The whole day we encountered gross brown water, coming off the waterfalls and in the creeks. I am reminded of a trout fishing show my brother-in-law in Jackson Hole showed me: trout fishermen went to some river in China to test their salmon fly lures and on the show they described this wilderness condition river system, but the whole time I was looking at the foam and froth and sediment that is a direct result of high nutrient loading from grazing. I kind of felt like that on this hike. Here we were in this neat landscape but the water quality was really crappy with all the sediment from grazing in the watershed. Maybe I'm picky and I just don't like being reminded that all of our aquatic systems are related to larger landscapes, but it really detracted from the natural quality of the whole area.
Oh well, it doesn't really matter, I guess, that there are now increasingly fewer places where largescale watersheds are being protected. Homogenization is a process occurring on my watch and it's disheartening that there is little to nothing I can do to stop it.
Saturday, May 07, 2016
Last spring, while hiking through a really great sinkhole with a mesic forest, we discovered a new exotic for the site location: Veronica hederifolia, a little speedwell, a small and hairy annual that was carpeting the location of native spring wildflowers.
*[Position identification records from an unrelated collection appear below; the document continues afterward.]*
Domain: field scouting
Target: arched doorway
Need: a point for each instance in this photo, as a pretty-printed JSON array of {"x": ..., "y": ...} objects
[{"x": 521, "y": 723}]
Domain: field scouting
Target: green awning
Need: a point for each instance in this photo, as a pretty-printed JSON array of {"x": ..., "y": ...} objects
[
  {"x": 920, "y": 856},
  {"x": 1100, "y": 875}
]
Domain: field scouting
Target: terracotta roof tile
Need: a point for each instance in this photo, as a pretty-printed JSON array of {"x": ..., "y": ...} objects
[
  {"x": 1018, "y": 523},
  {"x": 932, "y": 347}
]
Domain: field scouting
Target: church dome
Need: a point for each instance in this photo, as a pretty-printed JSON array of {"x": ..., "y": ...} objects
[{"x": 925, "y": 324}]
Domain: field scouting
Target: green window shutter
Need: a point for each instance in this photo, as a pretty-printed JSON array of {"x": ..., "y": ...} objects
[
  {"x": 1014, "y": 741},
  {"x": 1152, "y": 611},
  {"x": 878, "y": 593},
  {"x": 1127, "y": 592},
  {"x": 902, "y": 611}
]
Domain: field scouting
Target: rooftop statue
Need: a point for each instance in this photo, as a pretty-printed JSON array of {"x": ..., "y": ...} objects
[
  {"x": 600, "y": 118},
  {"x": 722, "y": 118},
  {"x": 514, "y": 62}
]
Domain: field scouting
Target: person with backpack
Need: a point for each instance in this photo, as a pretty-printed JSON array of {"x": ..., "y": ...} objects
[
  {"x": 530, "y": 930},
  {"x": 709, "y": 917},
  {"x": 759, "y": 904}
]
We pulled a sackful of it, but, apparently the seeds had blasted out already. This spring, visiting the same site, we documented a full-on infestation of this plant native to Eurasia. This little lawn weed didn't get here on it's own, it surely came in on a shoe of a hiker and found a perfect home in a moist bottomland forest system once rich with bluebells and Dutchman's breeches.
Fast forward one growing season later and this annual weed (common to lawns in St. Louis) has all but overtaken the native flora in this high quality designated natural area sinkhole. Collectively, we have pulled several trash bags full of this plant this year. With it being an annual and seeding readily, I don't know if we'll ever get a hold on it. Staff have continued to pull and bag and discard, over and over and over again, but the plant persists. One little seed made its way into this intact natural community and now it's threatening the very existence of it. Homogenization is happening in our lifetime, our timeframe. Biodiversity is threatened by an onslaught of homogenization, not only from exotic species like this Veronica but by deer, by the lack of fire, and the worst of all, bush honeysuckle. We need to be vigilant, and if it takes multiple visits to hand pull this little exotic weed, we should keep doing it. So few natural communities have a semblance of biodiversity left, we must preserve what we can as assiduously as humanly possible.